Simultaneously, an open offer will also be made to the remaining 6 per cent minority shareholders in ACEL to make it a 100 per cent subsidiary of ACIL.

After the fresh equity infusion, the Gujarat Ambuja stake in ACIL will drop to 33 per cent and Holcim's will rise to 67 per cent. This will give Gujarat Ambuja an effective stake of over 16 per cent in ACC, but it has an option to exit as early as June this year by selling out to Holcim.

In any case, Holcim has a call option to buy out GACL's 33 per cent in ACIL on or after January 1, 2008. In effect, Holcim will be the ultimate owner of a majority stake in ACC - if all things pan out as planned.
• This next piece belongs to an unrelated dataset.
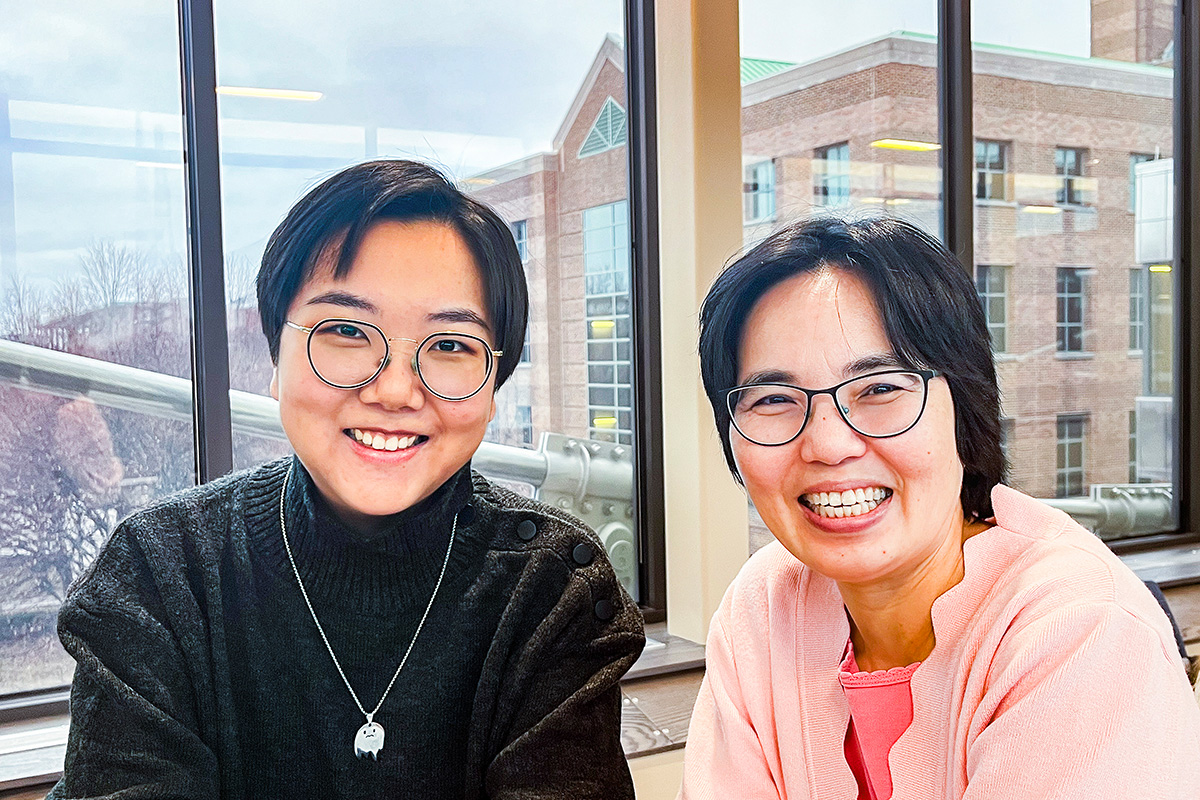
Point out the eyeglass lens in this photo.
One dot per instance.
(346, 353)
(875, 405)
Is all this good for GACL shareholders? Why should GACL cede the control that it exercised unnoticeably in the second-largest cement company in the country?

For the price of letting ACC spin out of its orbit, GACL stands to gain (notionally, as of now) a larger chunk of the company without investing anything more.

In effect, it will be owning more of a company that it could not have owned completely in the first place. Stuck in a problematic situation, GACL is making the best of a doubtful deal by ceding de-facto control of ACC to a potential competitor.

There are three threads to this argument. One, GACL couldn't have gone any further on its ACC plans. Two, it couldn't have just waited there, doing nothing.

And, finally, if the idea of its ACC investment was price stability in key markets, as it turns out to be now, it may have achieved that goal. The key question though remains: Was ACC worth giving up at all, at any cost? Let's consider these issues in some detail.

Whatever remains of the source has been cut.